By 1968, the four young men from Liverpool were no longer four young men from Liverpool. They were four millionaires living in four different houses in four different parts of England, surrounded by lawyers, accountants, gurus, partners, and the constant pressure of being the most famous people on the planet. The studio was no longer a refuge. The studio had become a battlefield.
The White Album, recorded in the summer of 1968, was a thirty-song double album that captured the sound of a band coming apart. They recorded in separate rooms. They argued about everything. Ringo quit for two weeks and flew to Sardinia. George walked out of sessions. John brought Yoko Ono into the studio every single day, breaking an unwritten rule about wives and girlfriends in the recording room. The producer, George Martin, took a holiday in the middle of the project. Nobody was sure he would come back.

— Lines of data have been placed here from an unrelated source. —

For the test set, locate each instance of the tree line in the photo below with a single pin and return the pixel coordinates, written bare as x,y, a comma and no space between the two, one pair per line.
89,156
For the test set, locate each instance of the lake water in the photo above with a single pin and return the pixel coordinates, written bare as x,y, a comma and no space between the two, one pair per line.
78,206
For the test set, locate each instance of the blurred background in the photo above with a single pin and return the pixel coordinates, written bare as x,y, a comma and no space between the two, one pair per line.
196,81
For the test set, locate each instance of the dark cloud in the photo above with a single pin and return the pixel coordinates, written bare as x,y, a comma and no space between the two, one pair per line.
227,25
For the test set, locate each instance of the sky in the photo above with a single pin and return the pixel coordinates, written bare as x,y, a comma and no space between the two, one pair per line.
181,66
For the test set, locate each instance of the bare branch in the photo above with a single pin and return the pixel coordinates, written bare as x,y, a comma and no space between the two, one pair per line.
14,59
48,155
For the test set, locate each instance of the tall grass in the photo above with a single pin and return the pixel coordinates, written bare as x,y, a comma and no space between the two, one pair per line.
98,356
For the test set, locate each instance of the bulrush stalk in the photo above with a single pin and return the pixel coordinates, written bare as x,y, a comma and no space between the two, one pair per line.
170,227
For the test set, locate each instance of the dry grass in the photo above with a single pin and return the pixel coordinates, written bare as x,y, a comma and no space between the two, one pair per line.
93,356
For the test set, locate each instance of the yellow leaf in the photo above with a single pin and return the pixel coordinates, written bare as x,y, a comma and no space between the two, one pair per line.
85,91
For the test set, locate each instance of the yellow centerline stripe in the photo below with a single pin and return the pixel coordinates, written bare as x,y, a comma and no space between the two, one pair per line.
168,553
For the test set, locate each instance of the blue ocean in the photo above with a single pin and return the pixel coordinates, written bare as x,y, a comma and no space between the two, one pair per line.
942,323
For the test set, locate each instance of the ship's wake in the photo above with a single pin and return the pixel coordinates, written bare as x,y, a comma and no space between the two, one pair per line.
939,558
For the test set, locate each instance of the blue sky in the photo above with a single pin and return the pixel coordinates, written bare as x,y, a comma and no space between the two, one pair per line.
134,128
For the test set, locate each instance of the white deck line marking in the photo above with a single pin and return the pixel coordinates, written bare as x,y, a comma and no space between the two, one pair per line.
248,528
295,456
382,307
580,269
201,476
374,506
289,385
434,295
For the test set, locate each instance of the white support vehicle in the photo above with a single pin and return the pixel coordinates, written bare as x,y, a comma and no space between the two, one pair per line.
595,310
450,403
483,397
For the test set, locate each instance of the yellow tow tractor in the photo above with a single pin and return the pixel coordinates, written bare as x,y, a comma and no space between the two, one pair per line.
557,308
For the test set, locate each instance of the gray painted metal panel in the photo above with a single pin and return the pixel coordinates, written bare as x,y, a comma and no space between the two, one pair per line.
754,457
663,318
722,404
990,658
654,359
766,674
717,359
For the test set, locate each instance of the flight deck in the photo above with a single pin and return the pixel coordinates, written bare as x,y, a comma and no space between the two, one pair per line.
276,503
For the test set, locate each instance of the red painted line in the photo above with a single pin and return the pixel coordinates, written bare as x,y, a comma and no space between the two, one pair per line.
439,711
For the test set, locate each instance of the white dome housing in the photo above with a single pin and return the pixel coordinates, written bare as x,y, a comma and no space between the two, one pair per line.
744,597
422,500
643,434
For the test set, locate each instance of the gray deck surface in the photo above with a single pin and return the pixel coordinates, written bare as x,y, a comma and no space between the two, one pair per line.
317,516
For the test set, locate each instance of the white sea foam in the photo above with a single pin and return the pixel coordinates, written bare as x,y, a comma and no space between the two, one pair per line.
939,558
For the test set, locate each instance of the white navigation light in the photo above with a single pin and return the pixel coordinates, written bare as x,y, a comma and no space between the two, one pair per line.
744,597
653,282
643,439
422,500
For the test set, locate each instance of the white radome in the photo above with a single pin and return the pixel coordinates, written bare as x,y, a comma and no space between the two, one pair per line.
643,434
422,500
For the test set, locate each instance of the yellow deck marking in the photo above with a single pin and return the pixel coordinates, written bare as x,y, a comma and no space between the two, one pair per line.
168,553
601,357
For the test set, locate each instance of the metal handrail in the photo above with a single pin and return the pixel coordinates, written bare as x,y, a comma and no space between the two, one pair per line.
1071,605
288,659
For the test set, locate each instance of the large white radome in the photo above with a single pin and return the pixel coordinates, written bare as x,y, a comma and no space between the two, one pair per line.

In January 1969, they tried something they hadn't done in years: they tried to play live again. The plan was called Get Back. They would rehearse a new album in front of cameras, then perform it in concert. The cameras filmed three weeks of arguments, sulking, and George Harrison briefly quitting. The concert eventually happened on a rooftop in central London on January 30, 1969 — five floors above 3 Savile Row, the home of their own record company. They played for forty-two minutes before the police arrived. Nobody knew it was the last time they would ever perform together in public.
That summer, they tried one more time. They returned to Abbey Road Studios — the place where they had made their best music — and they made one more album. It was called Abbey Road. The cover was a photograph of the four of them walking across a zebra crossing outside the studio. The photographer, Iain Macmillan, took six pictures in ten minutes. The album closed with a sixteen-minute medley on side two — the most intricate, beautiful piece of pop music ever recorded. The last words on the album were sung by Paul McCartney: "And in the end, the love you take is equal to the love you make."
They never recorded together again. Paul McCartney announced his departure on April 10, 1970. The Beatles, the most famous band in the history of music, ceased to exist after seven and a half years. They had been a band for less time than most marriages last.
But the songs remained. The crossing remained. The roof remained. And somewhere, on a stretch of pavement in north London, four shadows still walk forever.